『敗北と死に至る道が生活』その688
『組織』という冠がついた途端に人は大雑把になる。たとえば家庭でトイレットペーパーひとつ買うのも、『やれあそこのスーパーなら1円安い』などと些細な行動にも慎重だ。ガソリン代が1円以上高くなろうと車で買いに行く。しかし組織で買う場合、トイレットペーパーの値段などどうでもいいのである。だから定価で買ったり、あそこから買えば安いということは分かっていても過去のしがらみやら、OBが役員だからなどという、くだらない理由から業者を変えられないでいる。
それが積もり積もれば抑えられる出費もかなりの金額になる。外務省の出張なんか航空会社の定価のチケットを買ったりする。あなたはビジネスクラスの正規料金の値段を知っているだろうか。
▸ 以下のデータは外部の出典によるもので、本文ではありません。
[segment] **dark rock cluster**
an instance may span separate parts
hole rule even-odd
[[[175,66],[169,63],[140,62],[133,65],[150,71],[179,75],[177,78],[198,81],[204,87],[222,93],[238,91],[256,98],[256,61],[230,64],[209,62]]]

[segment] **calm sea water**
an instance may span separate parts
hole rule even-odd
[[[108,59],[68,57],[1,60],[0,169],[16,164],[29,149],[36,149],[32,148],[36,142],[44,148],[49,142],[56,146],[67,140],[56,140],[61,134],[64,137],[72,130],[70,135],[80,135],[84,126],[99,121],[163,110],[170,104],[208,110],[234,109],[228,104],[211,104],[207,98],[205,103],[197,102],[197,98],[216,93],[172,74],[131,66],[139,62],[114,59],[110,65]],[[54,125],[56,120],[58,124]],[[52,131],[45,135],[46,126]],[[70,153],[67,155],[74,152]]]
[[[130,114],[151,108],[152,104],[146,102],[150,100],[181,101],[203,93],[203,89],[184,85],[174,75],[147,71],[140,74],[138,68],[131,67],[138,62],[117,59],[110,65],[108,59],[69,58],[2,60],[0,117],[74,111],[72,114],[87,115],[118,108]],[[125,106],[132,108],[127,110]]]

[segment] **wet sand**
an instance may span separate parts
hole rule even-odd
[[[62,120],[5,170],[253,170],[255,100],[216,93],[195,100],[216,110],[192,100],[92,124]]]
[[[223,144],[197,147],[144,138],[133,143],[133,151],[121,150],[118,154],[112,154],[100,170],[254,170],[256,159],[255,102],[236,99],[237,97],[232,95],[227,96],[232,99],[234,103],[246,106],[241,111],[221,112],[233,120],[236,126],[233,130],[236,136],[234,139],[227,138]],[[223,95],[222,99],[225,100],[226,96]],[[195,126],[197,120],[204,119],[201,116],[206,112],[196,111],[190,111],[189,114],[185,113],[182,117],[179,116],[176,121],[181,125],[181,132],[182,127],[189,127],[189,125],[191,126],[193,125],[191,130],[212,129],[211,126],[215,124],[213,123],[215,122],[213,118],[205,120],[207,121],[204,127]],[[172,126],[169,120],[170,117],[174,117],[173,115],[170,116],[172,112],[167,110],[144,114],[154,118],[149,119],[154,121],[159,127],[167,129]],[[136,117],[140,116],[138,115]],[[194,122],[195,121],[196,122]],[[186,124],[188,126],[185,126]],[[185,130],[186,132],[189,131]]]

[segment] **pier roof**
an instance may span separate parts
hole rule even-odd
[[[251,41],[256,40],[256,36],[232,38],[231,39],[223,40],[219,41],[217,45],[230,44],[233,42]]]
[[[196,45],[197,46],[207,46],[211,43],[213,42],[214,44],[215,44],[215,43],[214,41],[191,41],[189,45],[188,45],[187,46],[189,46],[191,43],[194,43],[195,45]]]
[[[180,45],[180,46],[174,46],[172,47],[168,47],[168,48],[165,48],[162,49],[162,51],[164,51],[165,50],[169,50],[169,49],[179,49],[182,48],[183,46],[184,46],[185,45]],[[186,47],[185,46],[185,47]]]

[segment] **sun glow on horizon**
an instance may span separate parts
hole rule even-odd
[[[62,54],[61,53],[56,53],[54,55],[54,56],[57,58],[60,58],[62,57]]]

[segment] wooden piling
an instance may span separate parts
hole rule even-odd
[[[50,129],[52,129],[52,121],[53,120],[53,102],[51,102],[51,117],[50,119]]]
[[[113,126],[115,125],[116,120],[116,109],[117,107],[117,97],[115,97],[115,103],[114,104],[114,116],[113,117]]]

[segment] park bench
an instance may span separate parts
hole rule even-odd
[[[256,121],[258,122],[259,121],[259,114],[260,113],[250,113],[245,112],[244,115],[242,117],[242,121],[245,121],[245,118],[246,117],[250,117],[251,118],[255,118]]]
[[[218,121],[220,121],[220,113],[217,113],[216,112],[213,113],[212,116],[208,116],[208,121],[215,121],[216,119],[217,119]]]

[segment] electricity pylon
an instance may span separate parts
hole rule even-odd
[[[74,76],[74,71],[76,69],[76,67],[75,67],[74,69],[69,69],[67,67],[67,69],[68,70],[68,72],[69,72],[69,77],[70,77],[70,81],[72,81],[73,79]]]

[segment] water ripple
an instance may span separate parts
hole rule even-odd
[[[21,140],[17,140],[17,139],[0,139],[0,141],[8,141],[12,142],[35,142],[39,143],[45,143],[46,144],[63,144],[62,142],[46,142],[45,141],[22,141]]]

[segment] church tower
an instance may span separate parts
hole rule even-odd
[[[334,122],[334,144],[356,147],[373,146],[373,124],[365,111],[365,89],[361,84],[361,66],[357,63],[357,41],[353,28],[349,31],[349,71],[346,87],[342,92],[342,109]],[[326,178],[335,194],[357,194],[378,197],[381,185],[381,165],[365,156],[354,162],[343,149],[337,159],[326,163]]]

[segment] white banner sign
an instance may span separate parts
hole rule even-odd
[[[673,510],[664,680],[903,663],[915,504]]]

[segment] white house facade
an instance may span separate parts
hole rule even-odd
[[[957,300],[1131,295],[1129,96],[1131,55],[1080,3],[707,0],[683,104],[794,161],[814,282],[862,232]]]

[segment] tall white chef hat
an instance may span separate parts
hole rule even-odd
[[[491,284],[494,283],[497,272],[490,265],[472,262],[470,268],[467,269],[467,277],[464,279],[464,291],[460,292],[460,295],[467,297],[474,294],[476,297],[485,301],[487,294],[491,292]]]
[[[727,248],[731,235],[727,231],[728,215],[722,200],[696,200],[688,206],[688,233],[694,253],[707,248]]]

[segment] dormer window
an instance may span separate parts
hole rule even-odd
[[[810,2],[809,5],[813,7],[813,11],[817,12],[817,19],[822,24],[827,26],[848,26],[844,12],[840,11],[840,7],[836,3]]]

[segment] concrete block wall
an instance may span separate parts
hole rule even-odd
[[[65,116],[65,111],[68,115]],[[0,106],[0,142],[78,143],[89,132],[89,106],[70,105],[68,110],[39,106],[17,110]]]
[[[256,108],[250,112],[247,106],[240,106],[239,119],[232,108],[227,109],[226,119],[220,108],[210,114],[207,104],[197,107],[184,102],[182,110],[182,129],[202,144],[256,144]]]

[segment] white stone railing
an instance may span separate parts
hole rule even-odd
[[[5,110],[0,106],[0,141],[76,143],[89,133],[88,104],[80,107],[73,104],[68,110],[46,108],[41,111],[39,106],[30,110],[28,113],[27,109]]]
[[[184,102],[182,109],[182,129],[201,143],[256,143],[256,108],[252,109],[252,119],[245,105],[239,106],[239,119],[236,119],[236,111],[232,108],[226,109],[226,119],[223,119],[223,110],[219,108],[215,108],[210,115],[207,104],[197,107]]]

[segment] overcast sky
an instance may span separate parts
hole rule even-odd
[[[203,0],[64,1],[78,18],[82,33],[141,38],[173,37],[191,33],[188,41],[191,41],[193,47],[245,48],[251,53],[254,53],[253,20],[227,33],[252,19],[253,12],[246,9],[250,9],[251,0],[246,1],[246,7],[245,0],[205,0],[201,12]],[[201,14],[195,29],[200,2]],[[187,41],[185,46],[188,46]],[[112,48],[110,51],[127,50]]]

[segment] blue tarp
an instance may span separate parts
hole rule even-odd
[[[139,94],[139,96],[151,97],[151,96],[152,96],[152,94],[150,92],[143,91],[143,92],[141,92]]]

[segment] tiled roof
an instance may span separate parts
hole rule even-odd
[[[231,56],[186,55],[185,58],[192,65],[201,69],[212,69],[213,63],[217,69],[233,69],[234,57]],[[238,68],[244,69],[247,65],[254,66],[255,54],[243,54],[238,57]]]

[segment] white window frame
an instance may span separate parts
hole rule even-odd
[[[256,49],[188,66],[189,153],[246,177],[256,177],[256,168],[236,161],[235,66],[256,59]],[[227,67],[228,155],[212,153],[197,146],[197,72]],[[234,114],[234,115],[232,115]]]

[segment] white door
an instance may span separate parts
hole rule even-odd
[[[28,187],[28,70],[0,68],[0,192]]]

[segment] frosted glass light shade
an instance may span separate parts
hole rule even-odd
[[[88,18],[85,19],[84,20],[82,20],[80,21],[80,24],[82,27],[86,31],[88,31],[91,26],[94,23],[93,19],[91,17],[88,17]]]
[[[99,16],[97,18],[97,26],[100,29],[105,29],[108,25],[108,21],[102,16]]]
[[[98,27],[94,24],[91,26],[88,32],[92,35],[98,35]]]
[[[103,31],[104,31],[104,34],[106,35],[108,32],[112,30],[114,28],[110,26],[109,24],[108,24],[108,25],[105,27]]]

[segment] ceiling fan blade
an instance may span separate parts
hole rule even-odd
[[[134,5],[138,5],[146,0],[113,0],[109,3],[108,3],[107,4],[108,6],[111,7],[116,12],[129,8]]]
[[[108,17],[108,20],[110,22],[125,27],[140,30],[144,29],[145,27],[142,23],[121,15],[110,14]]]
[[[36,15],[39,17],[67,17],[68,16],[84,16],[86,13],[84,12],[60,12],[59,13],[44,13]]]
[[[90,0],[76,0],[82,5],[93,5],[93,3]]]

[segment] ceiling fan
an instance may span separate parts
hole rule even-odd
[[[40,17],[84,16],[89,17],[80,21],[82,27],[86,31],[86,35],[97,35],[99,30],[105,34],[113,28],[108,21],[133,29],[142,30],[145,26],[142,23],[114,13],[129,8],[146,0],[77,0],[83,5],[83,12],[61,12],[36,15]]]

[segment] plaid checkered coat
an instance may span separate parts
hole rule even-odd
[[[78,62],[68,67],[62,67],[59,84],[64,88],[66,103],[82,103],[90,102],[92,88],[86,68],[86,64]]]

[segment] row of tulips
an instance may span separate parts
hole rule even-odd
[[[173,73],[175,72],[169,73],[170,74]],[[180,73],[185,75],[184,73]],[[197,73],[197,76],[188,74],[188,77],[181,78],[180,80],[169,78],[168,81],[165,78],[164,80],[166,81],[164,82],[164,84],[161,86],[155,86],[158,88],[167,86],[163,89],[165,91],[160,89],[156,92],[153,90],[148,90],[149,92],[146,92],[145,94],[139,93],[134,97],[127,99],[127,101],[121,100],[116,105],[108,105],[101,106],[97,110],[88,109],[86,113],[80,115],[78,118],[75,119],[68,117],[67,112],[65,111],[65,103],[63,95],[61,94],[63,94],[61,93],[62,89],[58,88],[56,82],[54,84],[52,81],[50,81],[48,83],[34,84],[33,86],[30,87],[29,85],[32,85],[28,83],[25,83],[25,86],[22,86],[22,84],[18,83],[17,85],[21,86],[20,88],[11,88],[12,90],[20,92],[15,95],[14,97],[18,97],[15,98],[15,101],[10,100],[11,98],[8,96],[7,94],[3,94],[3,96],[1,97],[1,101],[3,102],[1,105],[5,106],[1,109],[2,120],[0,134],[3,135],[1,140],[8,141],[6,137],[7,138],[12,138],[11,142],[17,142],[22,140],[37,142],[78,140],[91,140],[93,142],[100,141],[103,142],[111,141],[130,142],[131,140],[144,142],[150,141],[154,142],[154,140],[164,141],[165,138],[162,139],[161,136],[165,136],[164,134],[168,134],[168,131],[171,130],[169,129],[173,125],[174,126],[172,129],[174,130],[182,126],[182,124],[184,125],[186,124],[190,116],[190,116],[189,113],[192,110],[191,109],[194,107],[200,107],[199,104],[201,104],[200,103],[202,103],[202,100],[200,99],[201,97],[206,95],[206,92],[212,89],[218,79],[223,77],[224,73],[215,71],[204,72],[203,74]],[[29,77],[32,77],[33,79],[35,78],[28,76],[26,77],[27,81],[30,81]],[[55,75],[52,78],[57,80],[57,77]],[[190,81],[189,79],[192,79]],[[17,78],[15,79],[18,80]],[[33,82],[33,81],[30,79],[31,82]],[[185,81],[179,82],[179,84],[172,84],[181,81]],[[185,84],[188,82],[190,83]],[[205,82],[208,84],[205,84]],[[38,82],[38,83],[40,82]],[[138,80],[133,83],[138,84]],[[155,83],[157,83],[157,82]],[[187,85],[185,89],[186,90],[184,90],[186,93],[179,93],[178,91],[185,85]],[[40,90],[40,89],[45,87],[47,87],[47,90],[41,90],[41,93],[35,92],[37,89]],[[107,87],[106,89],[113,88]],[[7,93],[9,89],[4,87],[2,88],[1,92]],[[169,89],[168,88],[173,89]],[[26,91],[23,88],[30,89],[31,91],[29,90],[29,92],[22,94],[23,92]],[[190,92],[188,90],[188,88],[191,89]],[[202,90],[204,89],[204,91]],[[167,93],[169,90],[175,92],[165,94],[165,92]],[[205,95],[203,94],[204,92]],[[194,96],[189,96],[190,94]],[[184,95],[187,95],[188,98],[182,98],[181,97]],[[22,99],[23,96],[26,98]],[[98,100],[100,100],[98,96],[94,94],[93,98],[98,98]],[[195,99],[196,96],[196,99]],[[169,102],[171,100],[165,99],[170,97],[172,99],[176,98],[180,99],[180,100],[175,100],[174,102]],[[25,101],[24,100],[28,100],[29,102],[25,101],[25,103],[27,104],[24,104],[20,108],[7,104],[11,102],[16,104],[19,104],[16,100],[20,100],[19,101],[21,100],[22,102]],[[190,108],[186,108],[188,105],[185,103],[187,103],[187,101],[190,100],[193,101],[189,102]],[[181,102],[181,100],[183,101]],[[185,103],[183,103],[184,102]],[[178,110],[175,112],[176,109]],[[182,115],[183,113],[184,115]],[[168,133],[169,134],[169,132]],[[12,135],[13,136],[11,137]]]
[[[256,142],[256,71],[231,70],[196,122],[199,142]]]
法外~。今、官僚として。私は仕事で海外出張するときもエコノミークラスで行かされる。しかもオープンチケットでなく往復がFIXされた格安のやつだ。事実オープンを買うよりFIXを1枚無駄にして、再度FIXを買いなおしても結局安かったりする。
外務省は、どうせ予算を使い切らなければならないから定価で予算を決めている。予算を下げることなどこれっぽっちも考えていない。税収の枠を使い切るように考えている。『考えている』ことと『考えていない』ことが全く逆だと考えている。私が考えている。私が考えても何の効果もない。
HISで買えば7割から9割も安かったりするのに。官僚も家に帰れば『やれあそこのスーパーなら1円安い』というトイレットペーパーでケツを拭いているに違いない。トイレットペーパーが話せたとしたら、あんたの尻拭いはもうまっぴら御免だと言うに違いない。
誰もが個人だし、多くの人は組織の一員だ。恐るべし『組織』と『個人』。